The 2008 financial crisis had a negative impact on the oil and gas sector as it led to a steep decline in oil and gas prices and a contraction in credit. The decline in prices resulted in falling revenues for oil and gas companies. The financial crisis also led to tight credit conditions that resulted in many explorers and producers paying high interest rates when raising capital, thus crimping future earnings.

The Financial Crisis

The financial crisis started in the real estate market in 2006 as defaults on subprime mortgages started to rise. At first the damage was contained. However, it ended up severely reducing economic activity as the rot spread through the economy. For some time, commodity prices continued to rise even as the housing market weakened. The crisis eventually unveiled a wave of deflation and liquidation that took all assets lower, including oil and gas.

Oil and Gas Sector

Oil prices fell from a high of $147 in July 2008 to a low of $33 in February 2009. Over the same time period, gas prices fell from $14 to $4. The lower price for oil and gas due to the financial crisis was the major impact on the sector. Energy prices fell due to diminishing demand.

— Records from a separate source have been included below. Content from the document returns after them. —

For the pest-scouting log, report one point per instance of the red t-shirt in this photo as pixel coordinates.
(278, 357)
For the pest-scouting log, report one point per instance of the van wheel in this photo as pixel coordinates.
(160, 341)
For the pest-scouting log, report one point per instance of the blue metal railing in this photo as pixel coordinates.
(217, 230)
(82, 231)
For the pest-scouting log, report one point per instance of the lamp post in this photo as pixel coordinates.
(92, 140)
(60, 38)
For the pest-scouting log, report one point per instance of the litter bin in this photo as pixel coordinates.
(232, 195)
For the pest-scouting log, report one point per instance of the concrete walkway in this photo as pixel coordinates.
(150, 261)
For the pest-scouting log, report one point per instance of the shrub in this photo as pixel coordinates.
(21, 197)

Eventually, aggressive stimulus employed by governments to combat the financial crisis resulted in expectations of increased inflation that led to commodity buying and an improvement in credit conditions. Demand rebounded as the fiscal and monetary stimulus reversed deflationary forces and led to prices climbing higher. However, companies forced to raise capital during this time period suffered higher interest rate expenses for an extended period of time.